Another country music song yodeled to a close. “Can you see what you’re playing at?” When she was mad, Alayne occasionally slipped into her mother’s phrasings. “When it’s safe, you come forward. If I
moved one step toward you, you’d run a mile. Angel does the same thing.”

“If he was here, he probably wouldn‘t even let me talk to you, right? You know I never stopped you from talking to whoever you wanted to.”

“At least I know he cares.”

“Then why are you here all alone?”

“He’s mad because I keep wanting to find out what’s happening in his case. Remember that night we went to the poetry reading—Kaitlin Sommers?”

“That girl who killed herself?”

She nodded. “Did you think she was beautiful?” She had been jealous of Kaitlin that night at the reading. She had accused Lance of staring at her, but he pointed out that as Kaitlin was the only person on stage, who was he supposed to look at?

“Sure…what a waste.” At his words, she realized she experienced no jealousy. She was over him!

“It might not have been suicide.” Alayne pitched her voice lower. Not that anyone had returned from the dance floor. “Supposedly, she had coke residue in her nasal passages, and there was a dirty condom under the bed, freshly used.”

“Why would you kill yourself after having sex?”
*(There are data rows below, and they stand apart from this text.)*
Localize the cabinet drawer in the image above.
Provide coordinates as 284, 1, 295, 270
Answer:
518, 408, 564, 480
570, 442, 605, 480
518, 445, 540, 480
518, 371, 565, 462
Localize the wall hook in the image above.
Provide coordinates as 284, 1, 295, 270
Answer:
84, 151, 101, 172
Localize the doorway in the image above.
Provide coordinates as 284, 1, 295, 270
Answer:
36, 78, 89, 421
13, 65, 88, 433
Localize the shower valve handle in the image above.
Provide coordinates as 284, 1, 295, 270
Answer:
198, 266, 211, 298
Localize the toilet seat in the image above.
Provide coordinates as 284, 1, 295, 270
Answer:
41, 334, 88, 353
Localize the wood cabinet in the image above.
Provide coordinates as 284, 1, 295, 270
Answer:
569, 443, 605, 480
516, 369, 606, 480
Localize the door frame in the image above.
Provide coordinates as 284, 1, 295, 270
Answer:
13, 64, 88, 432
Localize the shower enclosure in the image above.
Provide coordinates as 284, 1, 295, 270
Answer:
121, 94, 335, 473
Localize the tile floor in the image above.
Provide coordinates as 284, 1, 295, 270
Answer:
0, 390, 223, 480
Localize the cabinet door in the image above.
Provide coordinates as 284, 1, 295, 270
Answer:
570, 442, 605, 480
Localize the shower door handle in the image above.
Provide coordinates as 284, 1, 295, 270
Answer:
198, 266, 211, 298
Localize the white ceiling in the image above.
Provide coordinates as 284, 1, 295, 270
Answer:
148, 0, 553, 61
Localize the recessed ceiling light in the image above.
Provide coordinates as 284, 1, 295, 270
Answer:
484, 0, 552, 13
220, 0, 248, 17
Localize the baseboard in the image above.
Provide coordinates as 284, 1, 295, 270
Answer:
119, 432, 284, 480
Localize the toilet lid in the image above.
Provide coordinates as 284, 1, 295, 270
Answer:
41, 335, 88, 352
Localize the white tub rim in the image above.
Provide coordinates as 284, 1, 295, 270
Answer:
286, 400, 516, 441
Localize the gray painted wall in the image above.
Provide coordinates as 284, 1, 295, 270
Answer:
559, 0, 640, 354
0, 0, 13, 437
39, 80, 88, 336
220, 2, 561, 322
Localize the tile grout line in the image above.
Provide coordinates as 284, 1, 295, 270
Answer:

“I can think of all sorts of reasons,” she said. “But Angel won’t even try to find out who it was.”

“He’s the investigator?”

“Yeah, but he’s convinced it’s suicide—the gun shot wound, the suicidal tendencies.”

“And you don’t think so?”

“I’m going to look into her death, find out what happened.”

Alayne was about to tell him more when, suddenly, a flash of white descended on them—Mary Beth in her wedding dress. “You can’t spend the whole night talking to people you already know. Circulate!”

After Lance left, Alayne pretended to be absorbed in her wedding cake, but the granules of sugar coagulated in her throat. As she convulsively tried to swallow, she told herself she had done the right
thing by leaving Lance. He had cheated on her with Norma Jean.

Then why was she sitting at a wedding reception alone while he danced with a rich, blond lawyer? And why, on the nights she had been unable to sleep, had she driven out to West Lake Hills to see where they now lived together? That last night—she still couldn’t think of it as stalking even though that’s what Norma Jean had called it in the police report—the sleek black BMW in Norma Jean’s slanting driveway had invited Alayne to stop her own little Toyota, grab the jack from the back, and smash in the head and tail lights of
the BMW. Alayne would have broken the windshield, but hadn’t known until she took a big thwack, that it was basically impenetrable. She had scuttled away, horrified at how far she had gone. Norma Jean’s house had been dark, but at the sound of glass breaking and neighboring dogs barking, lights flickered on before Alayne drove off, her foot shaking on the accelerator.